Given an integer array nums, return true if any value appears at least twice in the array, and false if every element is distinct.

Example 1:

Input:  nums = [1, 2, 3, 1]
Output: true
Explanation: 1 appears at index 0 and index 3.

Example 2:

Input:  nums = [1, 2, 3, 4]
Output: false
Explanation: All elements are distinct.

Example 3:

Input:  nums = [1, 1, 1, 3, 3, 4, 3, 2, 4, 2]
Output: true

Constraints:

  • 1 <= nums.length <= 10^5
  • -10^9 <= nums[i] <= 10^9

Why This Problem Matters

On the surface, Contains Duplicate looks like a throwaway warmup. One loop, check for repeats — done in 30 seconds, right?

That's exactly the trap.

Experienced interviewers at Amazon, Meta, and Google use LC 217 as a diagnostic probe, not as a skills test in isolation. The problem is simple enough that nearly every candidate can write a solution. What separates strong candidates is how they think about it:

  • Do they jump straight to brute force without pausing?
  • Do they immediately reach for a HashSet — and can they explain why?
  • Do they proactively discuss what happens when the interviewer says: "Now pretend you can't use extra memory"?
  • Do they notice that sorting modifies the input array — and ask whether that matters?

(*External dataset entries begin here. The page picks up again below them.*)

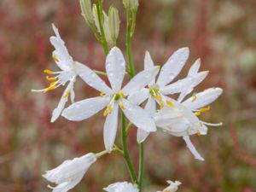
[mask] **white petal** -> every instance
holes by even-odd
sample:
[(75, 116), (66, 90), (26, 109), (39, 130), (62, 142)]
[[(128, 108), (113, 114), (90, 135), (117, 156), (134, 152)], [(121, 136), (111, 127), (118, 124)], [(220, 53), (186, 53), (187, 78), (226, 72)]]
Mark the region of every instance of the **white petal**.
[(146, 99), (149, 96), (148, 89), (143, 88), (138, 91), (136, 91), (132, 93), (131, 95), (129, 95), (128, 100), (135, 105), (140, 105), (143, 102), (145, 102)]
[(90, 86), (101, 92), (112, 94), (112, 90), (93, 70), (79, 62), (75, 62), (75, 69), (79, 77)]
[(51, 123), (55, 122), (58, 119), (58, 117), (60, 117), (62, 110), (64, 109), (65, 105), (66, 105), (67, 102), (68, 101), (68, 96), (67, 96), (67, 94), (69, 91), (72, 92), (73, 90), (73, 83), (74, 83), (73, 81), (69, 82), (68, 85), (67, 86), (67, 88), (65, 89), (65, 90), (61, 96), (61, 98), (59, 102), (57, 108), (55, 108), (53, 110), (51, 119), (50, 119)]
[(182, 48), (175, 51), (163, 66), (157, 84), (163, 87), (172, 81), (183, 67), (188, 60), (189, 53), (188, 48)]
[(190, 67), (188, 76), (194, 76), (195, 75), (200, 68), (201, 66), (201, 59), (197, 59), (195, 63)]
[(98, 113), (108, 102), (107, 98), (101, 96), (82, 100), (64, 109), (61, 115), (73, 121), (84, 120)]
[(188, 148), (191, 151), (191, 153), (193, 154), (193, 155), (195, 156), (195, 159), (196, 160), (205, 160), (201, 154), (197, 152), (197, 150), (195, 149), (195, 148), (194, 147), (194, 145), (192, 144), (189, 137), (189, 136), (184, 136), (183, 137), (183, 140), (185, 141)]
[(112, 89), (118, 92), (125, 73), (125, 61), (119, 48), (113, 47), (109, 51), (106, 59), (106, 71)]
[[(148, 111), (149, 115), (151, 115), (152, 117), (154, 116), (156, 111), (156, 103), (154, 99), (152, 98), (152, 96), (149, 96), (148, 102), (145, 106), (145, 110)], [(148, 131), (138, 128), (137, 133), (137, 142), (138, 143), (144, 142), (145, 139), (148, 137)]]
[(214, 102), (222, 92), (221, 88), (210, 88), (189, 97), (183, 104), (190, 109), (199, 109)]
[(130, 95), (136, 91), (140, 90), (148, 85), (152, 79), (157, 75), (159, 67), (154, 67), (148, 70), (144, 70), (137, 73), (132, 78), (130, 82), (123, 88), (125, 95)]
[(58, 29), (54, 25), (53, 29), (56, 37), (50, 37), (49, 41), (55, 48), (55, 50), (53, 51), (53, 54), (55, 55), (56, 58), (58, 59), (58, 61), (55, 61), (55, 63), (63, 71), (70, 70), (72, 68), (73, 60), (72, 56), (70, 56), (68, 50), (65, 46), (65, 43), (60, 36)]
[(119, 106), (115, 103), (113, 107), (113, 112), (108, 114), (104, 124), (104, 145), (108, 151), (112, 150), (114, 144), (118, 127), (118, 113)]
[(139, 192), (139, 189), (132, 183), (127, 182), (118, 182), (113, 184), (109, 184), (103, 190), (108, 192)]
[(153, 118), (145, 109), (131, 104), (125, 99), (122, 99), (122, 102), (125, 108), (125, 109), (123, 110), (125, 116), (137, 128), (141, 128), (148, 132), (156, 131)]
[[(154, 67), (154, 64), (153, 62), (153, 60), (150, 56), (150, 54), (148, 51), (146, 51), (146, 54), (145, 54), (145, 58), (144, 58), (144, 69), (145, 70), (148, 70), (152, 67)], [(148, 84), (148, 85), (152, 85), (155, 84), (155, 78), (153, 79), (153, 80)]]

The problem is a data structure reflex test. A senior engineer who has internalized hash-based lookups will reach for a set before finishing reading the problem. An interviewer watching that happen in real time knows they are looking at someone with strong fundamentals.

It is also a launchpad. In a 45-minute interview, a good interviewer will spend only 5-7 minutes on LC 217 and then pivot into LC 219 (duplicate within k distance) or LC 220 (duplicate within value range t). Your ability to extend your LC 217 solution becomes the real interview.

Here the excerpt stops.